La Vedova allegra@Teatro San Babila Milano - Gufetto Magazine

La Vedova allegra@Teatro San Babila Milano

Al Teatro San Babila di Milano grazie alla perspicace lungimiranza del Direttore, Gennaro D’Avanzo, è iniziata la 3ª Stagione di opere e operette con una delle più note e amate, anzi il classico del genere La Vedova allegra (1905) di Franz Lèhar.

L’operetta nasce a metà del XIX secolo in Francia dove all’epoca predomina l’opera comica che ha assunto anche sfumature tragiche: Jacques Offenbach inizia a scrivere opere spensierate in cui danze si sposano con parti cantate e momenti recitati, il tutto connotato da vivacità musicale e teatrale.

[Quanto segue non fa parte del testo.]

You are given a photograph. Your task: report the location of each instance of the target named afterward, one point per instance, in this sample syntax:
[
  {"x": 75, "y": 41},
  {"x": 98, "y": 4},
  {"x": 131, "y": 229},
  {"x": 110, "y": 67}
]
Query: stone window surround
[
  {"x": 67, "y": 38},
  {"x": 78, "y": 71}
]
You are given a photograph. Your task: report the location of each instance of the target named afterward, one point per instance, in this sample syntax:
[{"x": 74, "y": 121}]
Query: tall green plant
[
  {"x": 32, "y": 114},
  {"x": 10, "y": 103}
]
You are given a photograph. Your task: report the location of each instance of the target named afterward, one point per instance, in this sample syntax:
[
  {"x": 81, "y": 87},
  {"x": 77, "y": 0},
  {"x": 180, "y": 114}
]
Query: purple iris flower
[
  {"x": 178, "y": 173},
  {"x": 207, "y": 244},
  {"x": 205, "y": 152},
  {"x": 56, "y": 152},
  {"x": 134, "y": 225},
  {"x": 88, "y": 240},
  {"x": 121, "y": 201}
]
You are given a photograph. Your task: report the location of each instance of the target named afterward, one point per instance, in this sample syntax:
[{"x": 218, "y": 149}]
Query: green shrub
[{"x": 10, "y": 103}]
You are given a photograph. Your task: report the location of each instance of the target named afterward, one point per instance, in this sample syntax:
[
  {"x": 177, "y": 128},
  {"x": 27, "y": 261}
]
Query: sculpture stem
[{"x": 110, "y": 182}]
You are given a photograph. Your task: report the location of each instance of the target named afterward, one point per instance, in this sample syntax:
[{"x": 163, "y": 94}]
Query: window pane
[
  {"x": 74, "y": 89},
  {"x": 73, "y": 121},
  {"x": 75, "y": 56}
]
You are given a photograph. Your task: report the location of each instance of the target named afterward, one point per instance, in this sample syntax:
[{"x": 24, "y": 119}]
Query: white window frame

La trama - ambientata a Parigi - sposa un evento privato, la storia di Hanna Glavary, originaria dal piccolo Stato di Pontevedro e vedova del ricchissimo banchiere di corte, alla situazione politico-economica dello Staterello sostenuta esclusivamente dalla presenza nelle sue casse del ricco patrimonio lasciato in dote dal marito ad Hanna: se costei sposerà uno straniero (parigino o altro), bancarotta assicurata.

Ecco allora durante una festa all’ambasciata le mene dell’ambasciatore Zeta coadiuvato da Njegus, fido cancelliere - personaggio focale dell’operetta con il suo sembrare sempliciotto essendo in realtà il vero deus ex machina della situazione (interpretato da un inossidabile e divertentissimo Enrico Beruschi) - per farla sposare a un Pontevedrino senza accorgersi, invece, che la propria giovane e ‘fedele’ moglie Valencienne gioca a rimpiattino con il galante diplomatico francese Camille de Rossillon. La soluzione sbocciata durante una festa in casa della ricca Vedova allegra’ starà in un vecchia fiamma di Hanna rifiutata a suo tempo dai parenti dell’amato in quanto non ricca.

Uno spaccato della società borghese dei tempi di Lèhar ritratta dal compositore tedesco con ironia fredda che la regia di Andrea Binetti (anche convincente Conte Danilo, sfaticato segretario d’Ambasciata, molto impegnato con le grisette di Chez Maxim's) ha trasformato in calda e mediterranea senza alcun eccesso o sbavatura.

Un momento di piacevole serenità godendo di musica dal vivo e melodie ormai entrate nell’immaginario degli amanti del genere, senza perdere di vista problemi e valori filtrati da buonumore e fine ironia con al centro il fil rouge della femminilità nelle sue diverse sfaccettature.

Un’operetta che vale la pena non perdere e che rappresenta un ottimo incipit  per una stagione che fa sperare successi e sano divertimento.